O secretário de Turismo de São Francisco de Paula, Rafael Castillo, diz que o município já explora sua ligação com o gênero como um atrativo turístico e que isso deve se intensificar ainda mais.
— O fato de termos o bugio elevado a patrimônio cultural imaterial do Rio Grande do Sul chama atenção para São Francisco de Paula, reforçando o nosso festival Ronco do Bugio e a história dos nossos gaiteiros. A gente quer seguir atraindo cada vez mais visitantes por elementos como esses, que refletem a nossa essência — afirma.
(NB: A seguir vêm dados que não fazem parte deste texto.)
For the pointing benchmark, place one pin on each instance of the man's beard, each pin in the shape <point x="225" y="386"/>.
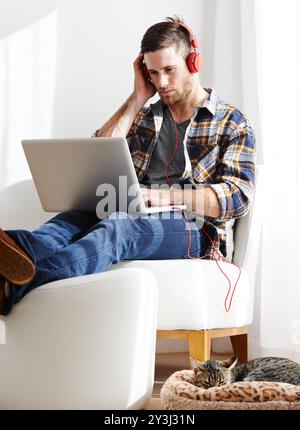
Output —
<point x="178" y="96"/>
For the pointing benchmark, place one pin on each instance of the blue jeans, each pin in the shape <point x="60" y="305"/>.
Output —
<point x="77" y="243"/>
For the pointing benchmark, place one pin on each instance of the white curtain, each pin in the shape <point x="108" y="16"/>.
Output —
<point x="256" y="49"/>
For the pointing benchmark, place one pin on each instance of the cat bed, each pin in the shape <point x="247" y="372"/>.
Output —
<point x="179" y="392"/>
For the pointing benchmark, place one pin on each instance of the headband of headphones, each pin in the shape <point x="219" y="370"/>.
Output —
<point x="193" y="39"/>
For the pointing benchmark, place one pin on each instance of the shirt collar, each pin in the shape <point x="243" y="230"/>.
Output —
<point x="211" y="102"/>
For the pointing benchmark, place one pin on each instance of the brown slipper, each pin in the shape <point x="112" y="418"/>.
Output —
<point x="15" y="265"/>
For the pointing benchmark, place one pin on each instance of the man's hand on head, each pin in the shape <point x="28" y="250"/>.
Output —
<point x="143" y="88"/>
Em São Francisco de Assis, conforme a secretária de Educação e Cultura, Prescilla Saquett, o plano é seguir investindo no festival Querência do Bugio como atrativo turístico da cidade. Além disso, o município trabalha a história do gênero na rede pública de ensino e promove a valorização de artistas locais ligados a ele.
— Queremos continuar elevando cada vez mais a cultura do bugio, que agora passa de São Francisco de Assis ou de São Francisco de Paula. É um bem cultural de todos nós, que precisa ser cada vez mais difundido — diz Prescilla.
Para o pesquisador Israel da Sóis Sgarbi, o reconhecimento junto ao Iphae abre caminho para que, no futuro, o bugio seja declarado patrimônio cultural imaterial do país e, quem sabe, da humanidade — como já aconteceu com o argentino chamamé.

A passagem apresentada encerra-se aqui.